L’ancien président de la Cour constitutionnelle était de nouveau devant la Cour de Répression des Infractions Economiques et Financières (CRIEF). L’essentiel des questions posées au prévenu Mohamed Lamine Bangoura à l’audience de ce lundi 23 février 2026 ont porté sur l’utilisation des 20 milliards de subvention alloués à la Cour constitutionnelle dont il assurait la présidence, l’ajustement du contrat de bail qui abritait l’institution qui est passé de 8 à 11 milliards de francs guinéen et l’acquisition de ses biens immobiliers à Nongo, Wonkifong et Dakar.

Comme à l’audience précédente, Mohamed Lamine Bangoura a déclaré à la barre, que la Cour Constitutionnelle avait un budget annuel de 20 milliards de francs guinéens tel qu’adopté par l’Assemblée Nationale d’alors, et qu’on prélevait 11 milliards pour le loyer du bâtiment.
Plus loin, il souligne que l’institution qu’il présidait percevait trimestriellement 1 milliard 200 millions GNF à titre de subvention soit 4 milliards 800 millions GNF par an.

« Mais ces fonds étaient gérés par un comité de trésorerie présidé par son vice-président. Siégeaient également dans ce comité, deux conseillers de la Cour Constitutionnelle et le DAF (Directeur administratif et financier) », a déclaré le prévenu à la barre.

Selon lui cette somme servait au paiement des primes, les frais de transport, du logement, la santé et les consommables du personnel de la Cour.

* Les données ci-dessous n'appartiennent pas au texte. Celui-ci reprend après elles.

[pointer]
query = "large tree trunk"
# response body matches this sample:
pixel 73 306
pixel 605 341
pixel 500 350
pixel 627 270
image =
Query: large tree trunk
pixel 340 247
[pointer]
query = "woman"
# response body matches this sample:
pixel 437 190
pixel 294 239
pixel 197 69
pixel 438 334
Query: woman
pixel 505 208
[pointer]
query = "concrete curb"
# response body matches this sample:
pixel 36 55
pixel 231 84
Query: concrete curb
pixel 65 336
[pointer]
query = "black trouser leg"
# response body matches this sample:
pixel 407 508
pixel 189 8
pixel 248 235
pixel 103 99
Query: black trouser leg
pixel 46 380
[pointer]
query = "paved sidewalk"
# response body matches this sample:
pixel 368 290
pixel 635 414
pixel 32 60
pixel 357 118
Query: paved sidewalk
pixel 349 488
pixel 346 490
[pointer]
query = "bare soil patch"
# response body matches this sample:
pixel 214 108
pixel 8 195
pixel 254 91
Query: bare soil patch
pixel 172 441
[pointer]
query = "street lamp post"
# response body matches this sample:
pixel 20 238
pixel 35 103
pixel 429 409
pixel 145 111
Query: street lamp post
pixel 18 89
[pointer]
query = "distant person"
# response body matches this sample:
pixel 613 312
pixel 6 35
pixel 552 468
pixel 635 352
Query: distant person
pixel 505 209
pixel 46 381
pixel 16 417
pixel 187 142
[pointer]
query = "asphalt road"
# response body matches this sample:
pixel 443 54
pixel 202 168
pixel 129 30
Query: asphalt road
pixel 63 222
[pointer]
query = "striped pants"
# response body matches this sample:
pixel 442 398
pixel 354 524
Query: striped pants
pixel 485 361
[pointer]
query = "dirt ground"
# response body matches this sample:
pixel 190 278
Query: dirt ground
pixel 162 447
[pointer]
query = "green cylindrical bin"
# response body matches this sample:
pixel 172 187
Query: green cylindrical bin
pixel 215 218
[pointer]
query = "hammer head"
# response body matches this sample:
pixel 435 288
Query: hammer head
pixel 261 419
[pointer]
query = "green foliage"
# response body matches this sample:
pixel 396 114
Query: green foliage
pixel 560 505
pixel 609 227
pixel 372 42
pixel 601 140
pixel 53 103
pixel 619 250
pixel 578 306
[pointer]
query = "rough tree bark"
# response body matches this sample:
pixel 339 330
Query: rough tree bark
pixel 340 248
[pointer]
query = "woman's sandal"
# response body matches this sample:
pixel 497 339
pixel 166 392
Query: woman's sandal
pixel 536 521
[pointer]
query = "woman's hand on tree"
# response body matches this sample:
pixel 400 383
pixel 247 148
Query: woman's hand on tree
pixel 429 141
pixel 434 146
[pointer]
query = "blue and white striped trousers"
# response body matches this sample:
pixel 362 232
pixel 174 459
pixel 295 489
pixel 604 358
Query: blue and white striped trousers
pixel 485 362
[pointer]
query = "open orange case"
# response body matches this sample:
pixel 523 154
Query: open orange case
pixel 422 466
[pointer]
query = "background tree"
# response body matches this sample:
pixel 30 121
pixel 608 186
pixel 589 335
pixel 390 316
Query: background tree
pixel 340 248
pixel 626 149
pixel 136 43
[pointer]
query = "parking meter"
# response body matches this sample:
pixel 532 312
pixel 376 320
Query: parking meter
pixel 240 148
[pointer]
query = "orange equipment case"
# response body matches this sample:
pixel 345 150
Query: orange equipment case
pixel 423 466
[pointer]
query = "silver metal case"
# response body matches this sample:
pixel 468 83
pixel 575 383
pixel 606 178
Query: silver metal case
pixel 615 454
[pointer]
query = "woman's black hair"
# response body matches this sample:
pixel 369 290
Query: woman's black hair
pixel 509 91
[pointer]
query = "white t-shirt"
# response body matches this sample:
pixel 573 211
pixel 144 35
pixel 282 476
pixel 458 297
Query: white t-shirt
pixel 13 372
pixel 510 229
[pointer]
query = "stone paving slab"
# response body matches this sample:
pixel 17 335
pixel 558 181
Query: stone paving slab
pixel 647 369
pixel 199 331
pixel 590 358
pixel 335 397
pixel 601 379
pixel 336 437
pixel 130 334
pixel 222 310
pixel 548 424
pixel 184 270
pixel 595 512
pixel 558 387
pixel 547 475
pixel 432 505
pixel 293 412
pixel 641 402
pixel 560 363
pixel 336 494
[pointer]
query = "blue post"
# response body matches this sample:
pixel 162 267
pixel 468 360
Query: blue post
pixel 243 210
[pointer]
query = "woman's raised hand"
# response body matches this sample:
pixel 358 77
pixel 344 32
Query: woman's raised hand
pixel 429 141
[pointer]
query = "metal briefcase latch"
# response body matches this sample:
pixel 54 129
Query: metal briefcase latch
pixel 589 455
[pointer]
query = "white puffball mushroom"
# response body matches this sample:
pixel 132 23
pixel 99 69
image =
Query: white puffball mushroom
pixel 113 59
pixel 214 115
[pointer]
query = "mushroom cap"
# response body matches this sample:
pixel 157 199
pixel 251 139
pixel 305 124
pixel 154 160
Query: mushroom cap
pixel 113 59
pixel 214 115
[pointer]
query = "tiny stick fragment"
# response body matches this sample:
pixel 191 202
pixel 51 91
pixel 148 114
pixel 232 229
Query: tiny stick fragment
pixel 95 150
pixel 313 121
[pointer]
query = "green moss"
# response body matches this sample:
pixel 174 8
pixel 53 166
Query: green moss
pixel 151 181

Interrogé sur le contrat de bail du bâtiment qui abritait la Cour constitutionnelle, l’ancien président de ladite institution martèle que le contrat de départ était évalué à 8 milliards de francs guinéens. Mais au regard des travaux qui attendent ce bâtiment, un réajustement a été fait par le bailleur qui passe de 8 à 11 milliards de francs guinéens. Une augmentation qui a vite interrogé la curiosité de la Cour et du parquet qui, à tour de rôle, ont demandé si ce contrat a été établi en commun accord avec le président ou bien c’était une imposition. « Vous savez, quand la Cour a été installée, c’était en avril 2015. Nous avons été installés dans la précipitation. On tenait nos réunions à la Cour d’Appel dans le bureau du feu Kèlèfa Sall. Lors d’une réunion, il nous a informés qu’on a mis l’immeuble de KPC [Kerfalla Person Camara] à notre disposition. L’ameublement a été fait. On nous a dit que le contrat était signé par le Grand projet. Je crois que chaque deux ans ou trois ans l’entreprise devait rénover le bâtiment, mettre la peinture, tout est tout. C’est elle aussi qui assurait l’ameublement. Trois ans après, l’entreprise a procédé à la rénovation et elle nous a soumis un contrat de 11 milliards GNF. Quand le document est venu puisque nous partageons le bâtiment avec la Cour des Comptes, j’ai demandé au secrétaire général d’aller voir son homologue de la Cour des comptes pour constater si effectivement c’est le même contrat. C’est ce qui fût fait, il est revenu me dire que c’est le même document. Ils se sont retrouvés pour faire l’étude du contrat. Ils ont travaillé pendant 1 mois, il m’a dit : c’est bon, j’ai signé », a expliqué l’ancien président de la Cour constitutionnelle.

Vous avez signé comme ça sans prendre connaissance du contenu? « C’est de bonne foi j’ai signé puisque c’est des techniciens qui ont étudié le contrat, on m’a dit c’est bon, j’ai signé », se défend Mohamed Lamine Bangoura.

S’agissant de l’enrichissement illicite reproché à ce prévenu, il a rejeté systématiquement cette accusation. L’ancien président de la Cour constitutionnelle note qu’il percevait un salaire de 75 millions de francs guinéens, il avait également de fond d’accompagnement de 20 millions, qui lui a été accordé par Alpha Condé, président de la République d’alors, plus son salaire d’enseignant et des honoraires en tant que consultant. Il déclare aussi avoir vendu un immeuble à Paris appartenant à son défunt père sans en définir le montant exact.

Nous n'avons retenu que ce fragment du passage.